Supporting the Arts in Western Massachusetts and Beyond

April 29, 2021

REVIEW: Springfield Symphony Orchestra, Chamber Concert 2

Springfield Symphony Orchestra, Springfield, MA
www.springfieldsymphony.org
through May 21, 2021
by Michael J. Moran

After presenting short weekly “Homegrown” videos of themselves performing individually at home and several lecture/music education events via Zoom, SSO musicians are now offering a series of three hour-long chamber music concerts. The second one, filmed at Focus Springfield Community TV and available for on-demand streaming at the SSO web site through May 21, featured: a string quartet; two more string players; and three percussionists.

SSO Music Director Kevin Rhodes introduced each of the program’s six pieces with his usual enthusiasm, and program notes by the performers offered additional background information. The string quartet (violinists Masako Yanagita and Marsha Harbison, violist Delores Thayer, and cellist Boris Kogan) opened with an intense, heartfelt account of the “Nocturne” slow movement from Borodin’s 1881 second string quartet. This lovely music was used in the 1953 Broadway musical “Kismet” and the 2006 Disney short film “The Little Matchgirl.”  

Nathan Lassell
Percussionist Nathan Lassell next played an arrangement for marimba of “Dr. Gradus ad Parnassum” from Debussy’s 1906 solo piano suite “Children’s Corner,” producing a delicate, shimmering sound. Violinist Beth Welty and violist Noralee Walker then brought rhapsodic energy to the first movement (“Allegro”) of Mozart’s rarely heard 1783 first string duo and soulful depth to the second movement (“Adagio”). Lassell followed with an exciting set of variations for marimba by Eric Sammut on Astor Piazzolla’s 1974 “Libertango,” accompanied by Robert McEwan on cajon, a Peruvian box-shaped drum played by slapping its front.

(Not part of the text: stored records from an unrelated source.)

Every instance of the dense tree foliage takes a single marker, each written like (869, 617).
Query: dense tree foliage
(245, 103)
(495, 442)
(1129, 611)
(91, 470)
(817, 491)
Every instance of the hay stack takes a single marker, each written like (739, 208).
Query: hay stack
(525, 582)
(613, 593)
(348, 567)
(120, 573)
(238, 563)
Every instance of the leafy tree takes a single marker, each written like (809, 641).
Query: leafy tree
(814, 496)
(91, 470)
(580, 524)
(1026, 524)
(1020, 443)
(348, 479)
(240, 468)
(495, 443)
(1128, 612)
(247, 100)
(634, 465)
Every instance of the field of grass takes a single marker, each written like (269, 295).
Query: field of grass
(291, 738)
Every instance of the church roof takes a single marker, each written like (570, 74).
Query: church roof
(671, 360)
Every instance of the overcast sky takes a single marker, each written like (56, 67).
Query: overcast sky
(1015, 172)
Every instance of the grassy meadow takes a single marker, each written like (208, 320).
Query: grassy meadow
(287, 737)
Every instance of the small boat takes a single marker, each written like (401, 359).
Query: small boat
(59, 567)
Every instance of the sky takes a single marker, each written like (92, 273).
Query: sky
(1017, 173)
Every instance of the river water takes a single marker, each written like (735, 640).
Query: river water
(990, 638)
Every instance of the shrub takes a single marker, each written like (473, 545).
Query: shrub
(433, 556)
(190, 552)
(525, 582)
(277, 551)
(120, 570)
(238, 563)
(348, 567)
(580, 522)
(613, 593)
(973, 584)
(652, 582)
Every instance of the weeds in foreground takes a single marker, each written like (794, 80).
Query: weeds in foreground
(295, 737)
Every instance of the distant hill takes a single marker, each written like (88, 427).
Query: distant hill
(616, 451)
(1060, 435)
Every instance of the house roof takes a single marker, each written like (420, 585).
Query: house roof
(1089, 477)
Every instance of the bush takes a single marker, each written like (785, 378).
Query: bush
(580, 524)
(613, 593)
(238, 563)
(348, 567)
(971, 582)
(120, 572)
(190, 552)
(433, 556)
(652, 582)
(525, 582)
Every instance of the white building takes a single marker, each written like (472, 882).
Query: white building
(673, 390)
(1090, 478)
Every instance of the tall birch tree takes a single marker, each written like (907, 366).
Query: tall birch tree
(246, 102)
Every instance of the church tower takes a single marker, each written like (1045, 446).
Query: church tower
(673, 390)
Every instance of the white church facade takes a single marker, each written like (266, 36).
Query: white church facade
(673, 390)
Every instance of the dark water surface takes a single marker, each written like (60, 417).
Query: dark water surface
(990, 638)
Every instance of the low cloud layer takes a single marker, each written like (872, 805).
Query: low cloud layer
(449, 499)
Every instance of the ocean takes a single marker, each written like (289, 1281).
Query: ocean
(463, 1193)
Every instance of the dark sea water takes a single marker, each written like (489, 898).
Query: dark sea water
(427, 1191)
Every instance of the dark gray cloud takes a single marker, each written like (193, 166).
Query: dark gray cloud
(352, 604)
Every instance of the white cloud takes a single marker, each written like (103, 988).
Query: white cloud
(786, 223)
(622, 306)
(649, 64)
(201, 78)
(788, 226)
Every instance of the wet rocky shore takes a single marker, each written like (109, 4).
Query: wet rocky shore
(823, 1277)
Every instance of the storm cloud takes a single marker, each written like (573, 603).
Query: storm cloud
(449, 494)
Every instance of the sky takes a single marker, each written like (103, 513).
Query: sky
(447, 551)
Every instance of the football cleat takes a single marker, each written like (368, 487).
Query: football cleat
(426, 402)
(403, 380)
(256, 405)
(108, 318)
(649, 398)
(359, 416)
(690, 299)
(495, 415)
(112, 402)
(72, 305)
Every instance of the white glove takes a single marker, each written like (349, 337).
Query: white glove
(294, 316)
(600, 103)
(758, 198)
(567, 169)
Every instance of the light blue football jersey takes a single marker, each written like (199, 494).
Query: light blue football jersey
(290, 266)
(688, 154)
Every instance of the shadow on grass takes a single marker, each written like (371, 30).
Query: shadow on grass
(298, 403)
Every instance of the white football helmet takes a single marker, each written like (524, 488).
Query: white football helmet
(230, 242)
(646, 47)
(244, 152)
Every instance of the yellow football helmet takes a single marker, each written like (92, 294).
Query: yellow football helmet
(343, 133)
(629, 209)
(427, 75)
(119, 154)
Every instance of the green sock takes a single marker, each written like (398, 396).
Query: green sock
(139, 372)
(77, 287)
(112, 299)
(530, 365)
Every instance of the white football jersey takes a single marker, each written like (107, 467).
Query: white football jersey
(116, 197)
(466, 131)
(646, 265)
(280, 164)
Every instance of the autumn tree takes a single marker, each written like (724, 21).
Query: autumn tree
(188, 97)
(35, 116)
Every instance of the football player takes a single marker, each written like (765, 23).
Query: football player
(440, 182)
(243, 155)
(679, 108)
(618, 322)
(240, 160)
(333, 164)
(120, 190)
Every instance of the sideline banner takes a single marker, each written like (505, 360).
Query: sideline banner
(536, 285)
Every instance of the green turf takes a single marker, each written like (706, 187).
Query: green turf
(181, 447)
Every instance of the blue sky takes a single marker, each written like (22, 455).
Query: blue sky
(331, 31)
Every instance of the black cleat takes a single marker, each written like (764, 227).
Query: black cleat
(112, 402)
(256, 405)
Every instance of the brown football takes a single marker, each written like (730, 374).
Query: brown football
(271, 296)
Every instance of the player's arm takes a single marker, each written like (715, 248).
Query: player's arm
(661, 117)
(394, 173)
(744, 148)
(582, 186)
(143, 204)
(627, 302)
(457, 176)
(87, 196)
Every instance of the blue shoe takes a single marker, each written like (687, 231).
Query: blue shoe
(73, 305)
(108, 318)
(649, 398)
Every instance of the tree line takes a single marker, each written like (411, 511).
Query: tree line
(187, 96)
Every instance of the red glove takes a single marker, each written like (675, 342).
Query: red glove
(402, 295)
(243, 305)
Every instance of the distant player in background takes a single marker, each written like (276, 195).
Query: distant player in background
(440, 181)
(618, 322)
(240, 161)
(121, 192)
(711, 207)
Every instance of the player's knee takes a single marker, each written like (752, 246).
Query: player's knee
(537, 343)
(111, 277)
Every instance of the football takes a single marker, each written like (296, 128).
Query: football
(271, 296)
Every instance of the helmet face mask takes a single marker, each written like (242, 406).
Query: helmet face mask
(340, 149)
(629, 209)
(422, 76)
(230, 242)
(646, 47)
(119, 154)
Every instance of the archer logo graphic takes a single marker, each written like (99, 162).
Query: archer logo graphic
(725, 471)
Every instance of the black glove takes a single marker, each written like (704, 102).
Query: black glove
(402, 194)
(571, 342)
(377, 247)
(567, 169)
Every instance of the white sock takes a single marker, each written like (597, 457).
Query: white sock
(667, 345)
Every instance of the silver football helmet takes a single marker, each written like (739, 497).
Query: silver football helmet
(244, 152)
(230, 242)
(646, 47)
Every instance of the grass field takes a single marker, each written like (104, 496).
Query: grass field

The string quartet returned with a dazzling performance of the dramatic last movement of Beethoven’s final string quartet, urgently following every mysterious shift of mood and tempo to its triumphant conclusion. Percussionist Martin Kluger then joined Lassell and McEwan on multiple instruments to close the concert on a raucously rhythmic note with the first movement (just as relentless as its title – “Meccanico” - sounds) of Nebojsa Jovan Zivkovic’s exhilarating 1995 “Trio Per Uno.” 

Acoustics were close and clean, while the videography nicely combined individual and group perspectives on the masked and distantly spaced players. Several top-down shots of the percussion trio were particularly revealing and entertaining.